Kim Jong Un Celebrates Missile Launch by Visiting a Sacred Volcano Where His Father Was Supposedly Born

North Korean leader Kim Jong Un visits Mount Paektu in this photo released by North Korea's Korean Central News Agency, December 9. KCNA/via REUTERS

In celebration of his most recent missile launch, supreme leader Kim Jong Un of North Korea visited Mount Paektu, a sacred, inactive volcano where his father, Kim Jong Il, was supposedly born in 1942.

Last week, North Korea launched its most powerful intercontentinal ballistic missile to date, proving that it had the capabilities of bombing targets on the U.S. mainland. The missile reached a height of roughly 2,800 miles above the Earth, just over 10 times higher than the International Space Station.

The launch marked the 16th time North Korea tested its ballistic missile capabilities in 2017, a record number. It came two months after a successful nuclear test at an underground site in the country's mountainous provinces. Hours before the launch, South Korean defense officials said Pyongyang was only a year away from fully developing its nuclear arsenal, and reaching its goal of developing a nuke capable of reaching the U.S.

According to the Korean Central News Agency, a state-run media organization, Kim's visit to Mount Paektu gave him a moment to reflect on the "emotion-charged days when he realized the great historic cause of completing the state nuclear force without yielding even a moment."

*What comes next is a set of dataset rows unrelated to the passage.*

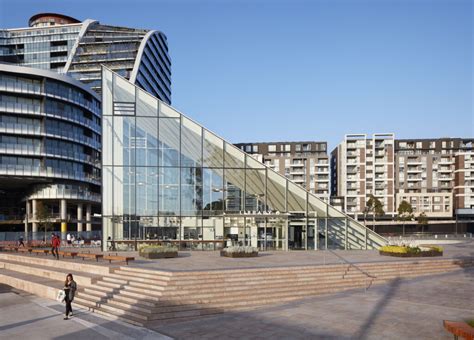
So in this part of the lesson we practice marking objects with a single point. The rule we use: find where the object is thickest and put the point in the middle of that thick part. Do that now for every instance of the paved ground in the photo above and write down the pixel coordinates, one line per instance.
(24, 316)
(209, 260)
(411, 309)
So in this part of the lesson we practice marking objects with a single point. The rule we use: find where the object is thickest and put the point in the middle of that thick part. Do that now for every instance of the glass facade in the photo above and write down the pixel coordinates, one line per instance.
(167, 178)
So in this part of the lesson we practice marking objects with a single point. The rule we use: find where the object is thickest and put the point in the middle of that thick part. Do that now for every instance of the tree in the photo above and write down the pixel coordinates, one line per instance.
(422, 221)
(375, 207)
(43, 216)
(405, 213)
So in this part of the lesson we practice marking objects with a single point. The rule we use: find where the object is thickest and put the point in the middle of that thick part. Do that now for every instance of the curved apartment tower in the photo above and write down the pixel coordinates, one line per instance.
(67, 45)
(50, 127)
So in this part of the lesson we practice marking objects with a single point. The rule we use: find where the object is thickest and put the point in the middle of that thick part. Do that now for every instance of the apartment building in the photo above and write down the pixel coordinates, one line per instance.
(361, 166)
(304, 163)
(436, 176)
(425, 173)
(464, 182)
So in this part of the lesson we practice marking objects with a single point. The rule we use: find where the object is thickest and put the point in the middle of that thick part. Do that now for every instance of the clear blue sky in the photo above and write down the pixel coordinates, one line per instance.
(305, 70)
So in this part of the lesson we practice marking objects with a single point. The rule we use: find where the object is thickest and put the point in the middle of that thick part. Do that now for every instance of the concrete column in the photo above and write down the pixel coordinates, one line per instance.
(89, 217)
(34, 229)
(63, 215)
(26, 219)
(79, 217)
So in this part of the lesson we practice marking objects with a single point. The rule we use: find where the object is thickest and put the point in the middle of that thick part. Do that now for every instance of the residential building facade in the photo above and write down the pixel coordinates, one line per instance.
(50, 132)
(66, 45)
(50, 127)
(362, 166)
(304, 163)
(433, 175)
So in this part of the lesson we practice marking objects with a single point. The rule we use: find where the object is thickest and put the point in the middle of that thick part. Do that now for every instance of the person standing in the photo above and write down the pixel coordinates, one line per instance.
(70, 288)
(55, 244)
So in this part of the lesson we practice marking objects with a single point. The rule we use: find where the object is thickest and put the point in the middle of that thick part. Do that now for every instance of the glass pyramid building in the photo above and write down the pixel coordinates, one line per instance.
(165, 177)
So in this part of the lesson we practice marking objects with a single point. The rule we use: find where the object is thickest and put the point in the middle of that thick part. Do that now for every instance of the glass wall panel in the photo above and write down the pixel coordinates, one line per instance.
(234, 230)
(124, 91)
(168, 112)
(233, 157)
(316, 207)
(191, 191)
(169, 228)
(147, 105)
(169, 193)
(191, 143)
(124, 190)
(107, 192)
(213, 151)
(255, 190)
(107, 99)
(234, 189)
(124, 130)
(297, 232)
(169, 142)
(296, 198)
(146, 141)
(276, 233)
(107, 141)
(192, 228)
(276, 192)
(147, 191)
(213, 192)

Legend has it that Jong Il, son of Kim Il Sung, the founder of North Korea, was born on the mountain after a double rainbow and a new star appeared in the sky. However, records show that Jong Il was born in the Siberian village of Vyatskoye in 1941.

Jong Il died of a suspected heart attack in 2011 after reportedly raging over construction faults at a crucial power plant in Jagang Province. According to the Korean State Central News Agency, Jong Il's death caused multiple paranormal activities in the country, including ice cracking on a famous lake "so loud, it seemed to shake the heavens and the Earth."

Tensions between North Korea and the U.S. have heightened, with the U.S. carrying out large-scale, joint military drills with South Korea near the Korean Peninsula. Pyongyang called the largest joint drill ever conducted by the two countries, involving 230 aircraft through Friday, a "grave provocation," and warned that the region was on the "brink" of nuclear warfare.